Simplify – Meg Cranston
I first met John in 1984 when I was a student at CalArts. I related to his very direct way of dealing with art. At that time, the fashion was to talk about work in the most elliptical way possible. Density was a virtue equated with profundity and moral correctness. John’s approach moved in the opposite direction. His goal was always clarity, or, as he would say, to get the water to run clear.
What I learned from studying with John and through our long friendship is that most art, especially most great art, isn’t particularly difficult to understand. The meanings in the works of the artists John admires, Matisse, Cézanne, Giotto, Morandi, or his great favourite Philip Guston, are pretty obvious. In Guston’s case, it isn’t hard to understand what the artist is getting at when he has a giant eyeball staring down at an empty liquor bottle. The hard part is achieving that clarity. For John, art is the process of making complex things understandable – making them perfectly obvious. It’s a hard job for the artist, but with luck, a fairly easy and pleasurable experience for the audience.
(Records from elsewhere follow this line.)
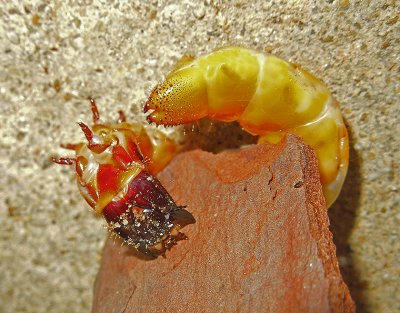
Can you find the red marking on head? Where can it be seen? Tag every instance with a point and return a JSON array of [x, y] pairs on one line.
[[95, 111], [63, 161]]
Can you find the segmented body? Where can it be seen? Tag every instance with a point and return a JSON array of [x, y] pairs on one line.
[[266, 95], [115, 172]]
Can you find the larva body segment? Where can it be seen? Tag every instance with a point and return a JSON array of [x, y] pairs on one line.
[[266, 95], [115, 173]]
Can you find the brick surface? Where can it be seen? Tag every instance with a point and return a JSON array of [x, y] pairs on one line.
[[261, 242]]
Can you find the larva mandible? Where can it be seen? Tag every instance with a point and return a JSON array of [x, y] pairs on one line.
[[266, 95], [115, 173]]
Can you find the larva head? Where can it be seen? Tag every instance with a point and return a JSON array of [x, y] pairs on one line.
[[180, 98], [106, 164], [113, 178]]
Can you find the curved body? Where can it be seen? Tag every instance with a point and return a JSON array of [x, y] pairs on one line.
[[266, 95]]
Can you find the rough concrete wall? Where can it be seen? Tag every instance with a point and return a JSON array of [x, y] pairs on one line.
[[54, 54]]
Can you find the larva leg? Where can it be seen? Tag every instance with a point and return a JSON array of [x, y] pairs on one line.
[[95, 111], [121, 117], [266, 95], [117, 180]]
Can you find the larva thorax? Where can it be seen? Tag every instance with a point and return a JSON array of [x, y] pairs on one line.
[[266, 95]]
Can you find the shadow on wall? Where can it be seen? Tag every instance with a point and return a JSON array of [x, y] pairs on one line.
[[342, 217]]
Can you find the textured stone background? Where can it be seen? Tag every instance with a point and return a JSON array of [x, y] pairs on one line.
[[54, 54]]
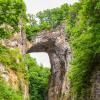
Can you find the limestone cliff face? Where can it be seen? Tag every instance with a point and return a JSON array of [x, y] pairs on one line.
[[53, 42]]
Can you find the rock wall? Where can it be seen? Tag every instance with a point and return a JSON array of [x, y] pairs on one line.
[[18, 40], [54, 43]]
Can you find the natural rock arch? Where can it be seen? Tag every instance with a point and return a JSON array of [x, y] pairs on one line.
[[54, 43]]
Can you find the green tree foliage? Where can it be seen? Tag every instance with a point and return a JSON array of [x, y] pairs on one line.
[[83, 26], [47, 19], [11, 12], [38, 79], [7, 93]]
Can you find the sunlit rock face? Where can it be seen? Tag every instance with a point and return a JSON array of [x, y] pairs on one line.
[[53, 42], [18, 40]]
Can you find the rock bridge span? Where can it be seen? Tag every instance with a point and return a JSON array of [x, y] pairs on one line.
[[54, 43]]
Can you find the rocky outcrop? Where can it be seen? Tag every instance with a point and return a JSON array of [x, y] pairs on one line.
[[54, 43], [18, 40]]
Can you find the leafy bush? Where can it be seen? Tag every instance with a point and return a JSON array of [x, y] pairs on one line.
[[7, 93]]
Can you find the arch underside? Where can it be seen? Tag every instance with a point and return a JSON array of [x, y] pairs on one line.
[[59, 53]]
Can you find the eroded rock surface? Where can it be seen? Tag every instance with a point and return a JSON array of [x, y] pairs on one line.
[[54, 43]]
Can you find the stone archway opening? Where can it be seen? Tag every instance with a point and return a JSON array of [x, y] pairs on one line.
[[42, 58], [53, 42]]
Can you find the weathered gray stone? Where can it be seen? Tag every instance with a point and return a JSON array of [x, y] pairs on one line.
[[53, 42]]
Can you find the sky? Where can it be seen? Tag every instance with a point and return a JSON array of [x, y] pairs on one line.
[[33, 7]]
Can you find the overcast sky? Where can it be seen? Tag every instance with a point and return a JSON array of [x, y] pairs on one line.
[[34, 6]]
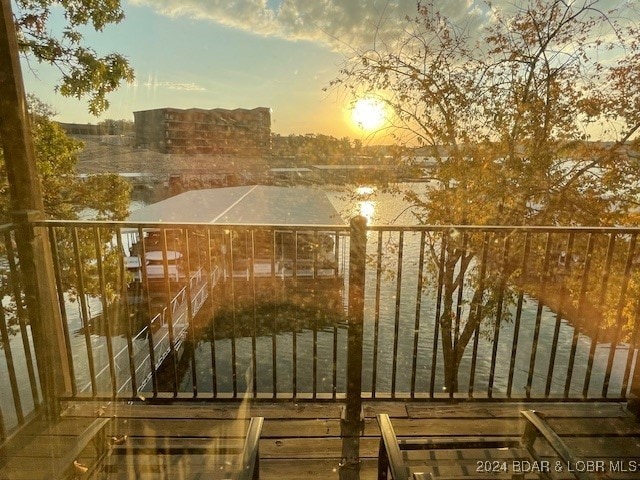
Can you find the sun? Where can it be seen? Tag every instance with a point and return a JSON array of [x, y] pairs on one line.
[[368, 114]]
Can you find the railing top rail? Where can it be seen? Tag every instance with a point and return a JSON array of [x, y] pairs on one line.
[[7, 227], [621, 230], [177, 225], [505, 228]]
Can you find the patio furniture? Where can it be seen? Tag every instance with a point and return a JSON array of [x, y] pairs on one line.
[[394, 453]]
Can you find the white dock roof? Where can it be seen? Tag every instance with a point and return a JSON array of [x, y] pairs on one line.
[[251, 205]]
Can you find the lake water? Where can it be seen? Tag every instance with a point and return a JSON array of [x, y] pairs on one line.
[[386, 208], [327, 342]]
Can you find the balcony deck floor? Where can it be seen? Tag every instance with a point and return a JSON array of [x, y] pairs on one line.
[[302, 440]]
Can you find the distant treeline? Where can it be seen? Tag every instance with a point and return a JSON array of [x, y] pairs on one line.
[[313, 149]]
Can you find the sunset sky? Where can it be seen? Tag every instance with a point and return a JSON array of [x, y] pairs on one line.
[[244, 54]]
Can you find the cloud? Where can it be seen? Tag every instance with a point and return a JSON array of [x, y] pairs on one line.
[[189, 87], [339, 24]]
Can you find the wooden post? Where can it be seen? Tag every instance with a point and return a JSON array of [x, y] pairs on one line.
[[352, 422], [633, 399], [36, 263]]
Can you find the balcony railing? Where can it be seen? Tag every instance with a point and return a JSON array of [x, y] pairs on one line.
[[218, 312]]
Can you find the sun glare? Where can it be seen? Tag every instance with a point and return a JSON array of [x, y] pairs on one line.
[[368, 114]]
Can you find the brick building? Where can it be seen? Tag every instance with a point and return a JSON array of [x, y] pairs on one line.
[[195, 131]]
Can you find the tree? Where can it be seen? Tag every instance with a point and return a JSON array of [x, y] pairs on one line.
[[512, 118], [66, 195], [84, 72]]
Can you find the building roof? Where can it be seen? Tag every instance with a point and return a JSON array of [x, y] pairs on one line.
[[251, 205]]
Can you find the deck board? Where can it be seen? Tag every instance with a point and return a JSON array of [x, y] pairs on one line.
[[302, 440]]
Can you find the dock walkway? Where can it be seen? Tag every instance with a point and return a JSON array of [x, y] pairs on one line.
[[302, 440]]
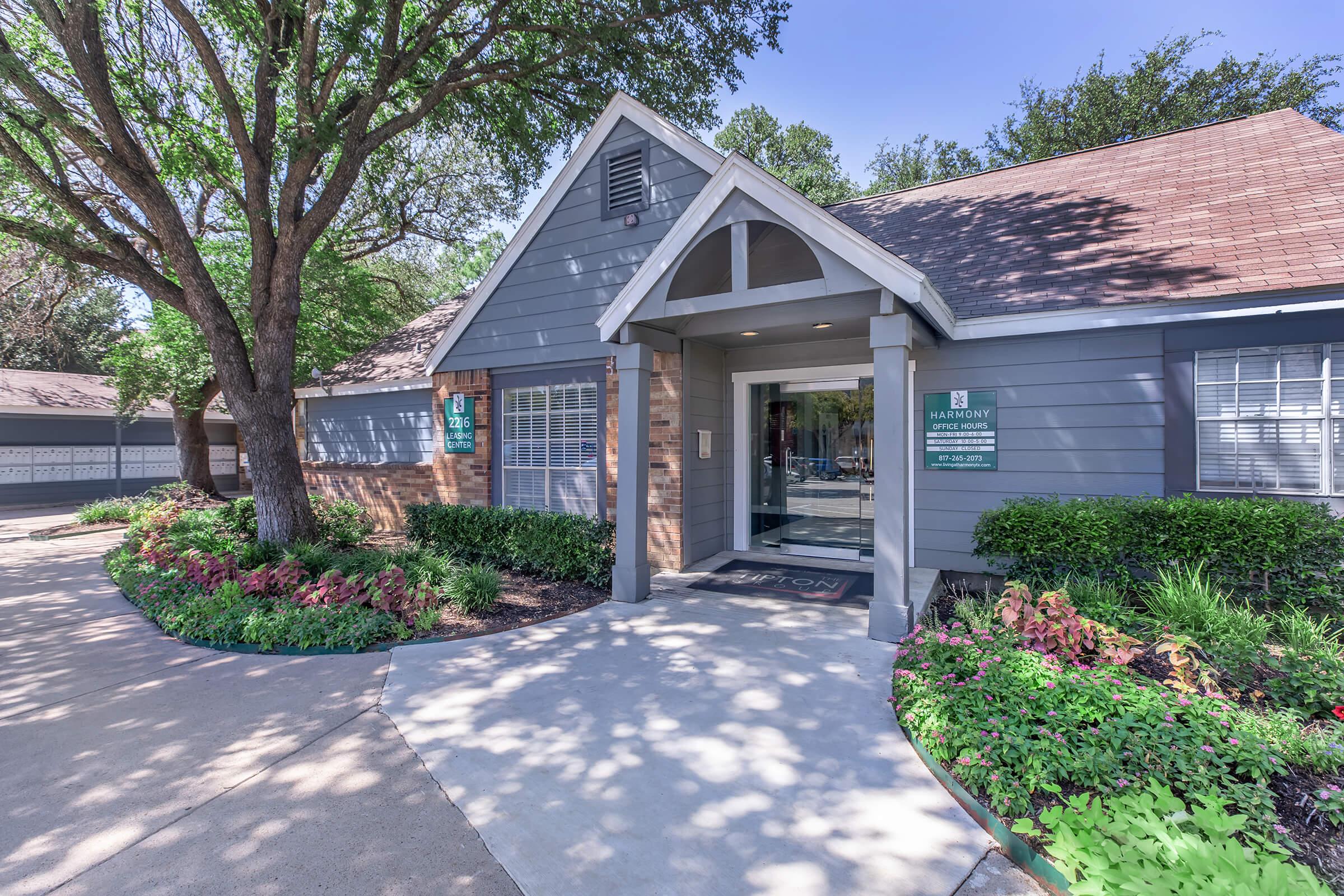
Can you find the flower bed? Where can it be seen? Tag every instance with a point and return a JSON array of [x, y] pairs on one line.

Recently, John told me there are three tenets of his philosophy. They are: simplify, simplify and simplify. You can see that philosophy at play in his work and in his famous love of dumb jokes. He loves jokes because they make the ordinary absurd and the absurd seem ordinary, which of course it is. The fun comes from recognising and understanding what would otherwise seem preposterous. If no one gets the joke, if no one laughs, the joke is a bomb. I think John would agree there is a lesson in that for art.